The U.S. economy stumbled on target towards the end of 2020. The recovery from the coronavirus pandemic slowed and there was a risk of job losses for the first time since the pandemic broke out last spring.

Wall Street forecasts a modest spike in job creation in December when the government releases its final monthly employment report for 2020 next Friday. But economists' predictions are widespread: estimates range from a modest increase of 200,000 jobs to a decrease of 175,000, which would mark the first decline in seven months.

See: MarketWatch Economic Calendar

Add to that the confusion: a potentially major disruption to normal hiring patterns during the holiday season.

Certain companies such as retailers have fewer employees in stores than usual, while shipping companies such as UPS
+ 1.31%
and Amazon
The delivery service added more staff to distribute packages.

Read: When do unemployed Americans get their additional $ 300 benefits?

Aside from a surprisingly large surge in attitudes, the outcome is unlikely to matter much to financial markets. Inventories have increased in anticipation of the wider availability of COVID-19 vaccines, which will spur economic growth through 2021.

However, the details of the December job report will underscore how far the US needs to go. The economy has only recovered just over half of the 22 million jobs destroyed in the first two months of the pandemic, and hiring fell sharply in the waning months of 2020.

Even the surprising decline in the unemployment rate from a pandemic peak of 14.7% to 6.7% underestimates the recovery in the labor market.

Actual unemployment is likely several points higher, say economists, and that doesn't even include about 4 million people who have left the labor market and are no longer included in the official unemployment rate.

Read: US consumer confidence fell in December

The main industries are retail, leisure, hospitality, and entertainment.

Businesses such as restaurants, hotels and theaters have again been burdened by government restrictions on opening hours and the number of customers allowed on the premises. They bore the brunt of the damage in the spring and again in the winter.

"Restaurant activity across the country fell sharply [in December] as many states restricted indoor eating," said Lewis Alexander, chief US economist at Nomura Securities.

The damage will likely continue for at least a few months. Even if the vaccines work as promised, the initial introduction was slower than expected and it will take many months for most of the population to be vaccinated.

Smaller businesses and companies that deal directly with customers are likely to struggle until the pandemic subsides, forcing them to either lay off workers or hire new ones.

Although December's employment report is the main event, the first week of January will be a flood of economic reports.
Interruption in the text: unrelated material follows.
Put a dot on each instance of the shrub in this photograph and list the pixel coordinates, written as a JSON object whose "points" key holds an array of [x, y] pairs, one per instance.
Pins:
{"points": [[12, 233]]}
Wall Street will be paying special attention next week to weekly jobless claims and two ISM corporate surveys, which will provide more insight into how badly the economy deteriorated in December.

Read: Unemployment claims are falling below 800,000, but layoffs are still high

After a short pause, the focus will also be on the Federal Reserve again. An army of senior central bank leaders will make a series of public appearances to express their views on the economy over the coming months.

Minutes of the Fed's December meeting on Wednesday will also shed more light on how the central bank plans to strengthen the economy in 2021.